Walter Hart has expressed something mostly ignored about Social
Security; the cost of its progressive wage distribution excludes all but
the middle class. But I go further. It also excludes middle class who
work in exempted government jobs and it excludes the middle class that
are that way because they have capital assets that contribute to that
middle class status. Some one of that last descripton could work only
part time because they have non-wage income to live off (like a couple
of rental houses)and yet receive a Social Security redistribution at the
expense of those whose income is no more but is from earned wages. 

True wealth is rarely a function of income attributable to earned
income. It is usually the function of capital accumlation because, as
has been expressed inumerable times in this forum, the power of
compounding interest. But it is also because capital is taxed at a lower
rate than income and not subject to FICA tax. Worse yet, much of it is
never taxed at all because of one of the worst abuses in the tax code
often called the "angel of death." Inherited capital assets enjoy a
stepped up basis that makes all their never taxed appreciation tax-free.
If your hard working,self employed father dies with a few hundred bucks
to his name without having paid his quarterly taxes, his estate will owe
any unpaid income taxes. If, on the other hand, he has some stocks worth
a half million that he paid 25 grand for, you get it all tax free.
Despite the increased number of people who own some equities in this
defined benefit world, a concentration of capital wealth among a
relatively small portion of the population still exists. The "angel of
death" along with a slew of obscure loopholes allows this priveliges
group to escape the taxes they should owe.

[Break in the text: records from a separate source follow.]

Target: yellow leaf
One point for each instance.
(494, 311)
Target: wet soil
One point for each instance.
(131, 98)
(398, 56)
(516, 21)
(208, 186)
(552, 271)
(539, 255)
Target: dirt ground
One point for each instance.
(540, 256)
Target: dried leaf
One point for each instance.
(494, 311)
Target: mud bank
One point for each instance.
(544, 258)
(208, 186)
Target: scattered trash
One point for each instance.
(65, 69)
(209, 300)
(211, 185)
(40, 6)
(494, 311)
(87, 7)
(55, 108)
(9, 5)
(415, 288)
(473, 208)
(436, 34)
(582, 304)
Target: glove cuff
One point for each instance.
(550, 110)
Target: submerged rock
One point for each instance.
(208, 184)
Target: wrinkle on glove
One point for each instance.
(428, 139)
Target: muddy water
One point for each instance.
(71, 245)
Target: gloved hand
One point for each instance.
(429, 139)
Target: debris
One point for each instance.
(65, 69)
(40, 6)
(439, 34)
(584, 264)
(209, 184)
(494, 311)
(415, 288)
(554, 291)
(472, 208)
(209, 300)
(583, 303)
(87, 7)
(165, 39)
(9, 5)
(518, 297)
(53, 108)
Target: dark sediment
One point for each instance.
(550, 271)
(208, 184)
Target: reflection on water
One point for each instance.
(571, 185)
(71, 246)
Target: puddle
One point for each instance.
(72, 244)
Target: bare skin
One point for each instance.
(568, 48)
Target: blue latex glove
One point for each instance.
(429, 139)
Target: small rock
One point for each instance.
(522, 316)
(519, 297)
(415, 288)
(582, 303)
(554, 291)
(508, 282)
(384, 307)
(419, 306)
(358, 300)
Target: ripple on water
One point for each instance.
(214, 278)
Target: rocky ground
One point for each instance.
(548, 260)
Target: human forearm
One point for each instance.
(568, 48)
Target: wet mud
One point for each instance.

While taxes that lack progressivity, like flat income tax proposals, are
often termed regressive, OASDI is truly a regressive tax excluding the
truly wealthy with their non-wage income from sharing in burden of
providing the quality of life for the old and disabled who can't or
don't provide it for themselves and that our society has deemed through
the political process they should have. Their failure to share in this
social cost means middle class worker forced to participate in the
Social Security system will receive a smaller return on the taxes they
paid than a system that distributed the burden over more members of
society.

How is it that as large a social insurance/ social welfare program as
Social Security asks so little from a very priveliged section of the
society? I think the the status quo is aided the mixing it with pension
and insurance benefits so that it is incomprehensible to the average
person. This confusion helps those who avoid sharing in these costs and
the element that believes that, if it was widely understood, the social
welfare provisions would end. 

Reed Davis wrote in the "Values" forum
http://www.network-democracy.org/social-security/nd/archive/ndss/msg00182.html,
"...we "intellectuals" know that this safety-net should be supported but
that the masses do not.  Should we therefore develop a clear rationale
with which we can convince the masses to support a safety-net?  No, this
argument implies that we must fool them into supporting the safety-net
by hiding it inside a retirement program. 

What Roberts Greenstein of the Center for Budget Policies and Priorities
and a frequent congressional witness wrote about the Archer-Shaw plan
support Mr. Davis's conclusion. http://www.cbpp.org/4-28-99socsec.htm 
 
"There is a high degree of risk the plan would lead over time to a
substantial weakening of support for Social Security. This is one of the
plan's most significant weaknesses - over time, it could undermine the
system it seeks to save. Under the plan, many middle- and
upper-middle-income workers would receive only a modest Social Security
benefit, which would equal the difference between the annuity payment
from their individual account and the Social Security benefit level to
which they are entitled. Social Security would appear to provide little
in return for the 12.4 percent of wages these workers and their
employers pay into the Social Security system.

"Moreover, the plan could invite misleading comparisons. Many retirees
would likely compare the annuity benefit their individual account would
provide - which would have been financed with annual deposits equal to
two percent of their wages - to their Social Security benefit, financed
with 12.4 percent of their wages. They could conclude Social Security
was a bad deal and the law should be changed to shift large sums from
Social Security to individual accounts. As a number of leading Social
Security analysts have written, however, such a comparison would be
highly misleading; it would ignore the fact that Social Security payroll
taxes must finance benefits to previous generations of workers, pay for
disability and survivors insurance, and finance the provision of more
adequate benefits to low-wage workers and to spouses who spent years out
of the labor force raising children, among others."

It's a truly perverse vision of a democratic republic when public policy
is made needlessly confusing excluding the average person from fairly
assessing whether those policies accord with their own values.